I have a mesh that I will be rendering (in software) from a few known camera orientations. As it turns out, given a mesh, there will typically be many faces that will never be visible (always occluded) when rendered from any of my preset camera orientations. I am thinking that it should be fairly practical to pre-process the mesh to remove any hidden geometry. Can anyone recommend a general approach to this problem? I do not have a z buffer, and would like to avoid per-pixel calculations if possible. My first inclination is to walk the vertices and cast rays toward my potential camera positions, checking for intersections with other faces. This sounds really slow (even for a preprocessing pass) without some sort of space partitioning structure such as a kd-tree or bsp organizing the faces. Are there any more obvious or simpler solutions I should be looking at? Thanks in advance.

Quote:Original post by Klapaucius
My first inclination is to walk the vertices and cast rays toward my potential camera positions, checking for intersections with other faces. This sounds really slow (even for a preprocessing pass) without some sort of space partitioning structure such as a kd-tree or bsp organizing the faces.

This won't work. It's possible for a face to be visible, even when none of it's vertices are.

Anyway, I would go with an image based approach anyway. It will be the easiest, it won't be that slow either, and you won't have to put any restrictions on your geometry (like having closed meshes or something).

Quote: This won't work. It's possible for a face to be visible, even when none of it's vertices are.

Ah, you are right of course. Thank you.

If you have just a small set of points and don't want to use a graphics card for whatever reason, I suggest simply ray-tracing from those view-points to find the visible surfaces. If you can use a graphics card, you can render the scene from you view points, setting the color to be the triangle index. You can read back the frame-buffer to get the visible set of triangles.

If you have a very large set of view points, or expect free rotation around the object, I suggest looking at a "from-region" method (for just a few viewpoints these are definitely overkill!). These typically compute the visible triangles from a volume in 3D space, but tend to be slow. The cost would amortize with enough viewpoints. You can set up your regions to be a partitioning of a bounding sphere.
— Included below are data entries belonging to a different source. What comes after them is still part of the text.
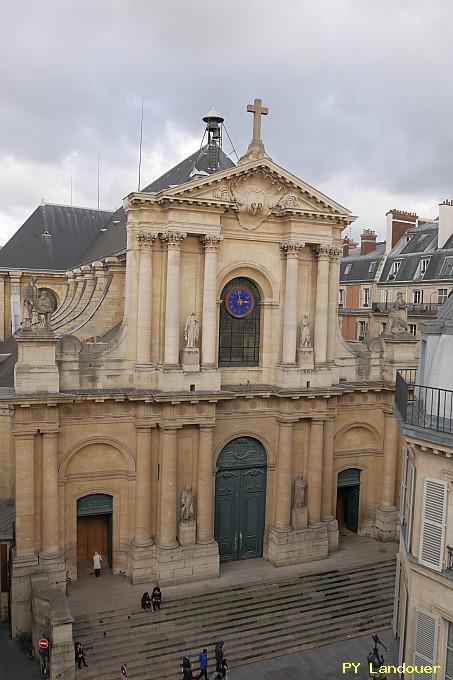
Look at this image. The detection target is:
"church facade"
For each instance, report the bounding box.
[0,102,414,636]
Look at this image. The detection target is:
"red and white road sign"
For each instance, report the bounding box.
[38,638,49,650]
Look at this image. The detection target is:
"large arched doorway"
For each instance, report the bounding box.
[336,469,361,532]
[219,277,261,367]
[214,437,267,562]
[77,494,113,568]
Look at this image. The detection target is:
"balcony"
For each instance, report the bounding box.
[395,371,453,436]
[372,302,440,315]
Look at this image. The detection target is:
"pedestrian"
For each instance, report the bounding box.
[220,658,229,678]
[120,662,128,678]
[151,585,162,611]
[93,551,102,577]
[181,651,193,680]
[74,641,88,668]
[141,591,151,610]
[196,648,208,679]
[214,640,224,673]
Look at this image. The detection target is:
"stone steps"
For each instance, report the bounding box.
[72,559,395,680]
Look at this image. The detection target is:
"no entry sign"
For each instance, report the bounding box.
[39,638,49,650]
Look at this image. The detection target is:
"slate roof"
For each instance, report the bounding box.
[340,242,385,283]
[0,204,114,271]
[78,206,127,265]
[142,145,235,193]
[0,498,14,540]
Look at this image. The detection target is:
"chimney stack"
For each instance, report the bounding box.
[342,236,358,257]
[438,199,453,249]
[385,209,417,253]
[360,229,377,256]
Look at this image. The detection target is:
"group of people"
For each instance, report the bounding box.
[140,586,162,612]
[181,641,229,679]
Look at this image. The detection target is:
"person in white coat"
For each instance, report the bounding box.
[93,551,102,577]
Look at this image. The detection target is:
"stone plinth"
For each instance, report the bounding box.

You can try this or this if speed is preferred over accuracy, or this if accuracy is paramount.

Quote:Original post by crowley9If you can use a graphics card, you can render the scene from you view points, setting the color to be the triangle index. You can read back the frame-buffer to get the visible set of triangles.

This is an interesting idea that I hadn't even considered. This specific application has to run without access to any graphics hardware, but I could render a pass like you suggest at startup fairly easily. This sounds more straightforward than adding a z buffer for my specific application. I think I will implement a variation of this to test right away.

Quote:If you have a very large set of view points, or expect free rotation around the object, I suggest looking at a "from-region" method

I agree that these methods are probably overkill in my case.

I have fewer than 10 potential view points, and a polygon count on the order of a few thousand. I am attempting to cull occluded faces because I need to rasterize in software on pretty underpowered machines, and I don't have much processing headroom.

Thanks for the pointers so far!

Quote:Original post by swiftcoderIf you have the graphics card at startup, where does it go?

Sorry, I don't think I was clear. I could render a pass at startup using the normal software rasterizer (using triangle index as color) to a bitmap, then use that to mark a list of faces as visible. Faces that didn't get rendered from any view would get flagged and deleted.

Quote:How underpowered are we talking? Even an eeepc with an Intel-integrated GMA 950 can render 50,000 triangles.

Very :) this is targeted at the flash 9 VM, potentially running on that GMA 950 PC. 50K polygons are pretty much out of the question for me :(

Quote:Original post by crowley9
If you can use a graphics card, you can render the scene from you view points, setting the color to be the triangle index. You can read back the frame-buffer to get the visible set of triangles.

As stated, I do not have access to a graphics card, but I took this same approach in software and it works great. Thanks for the hint!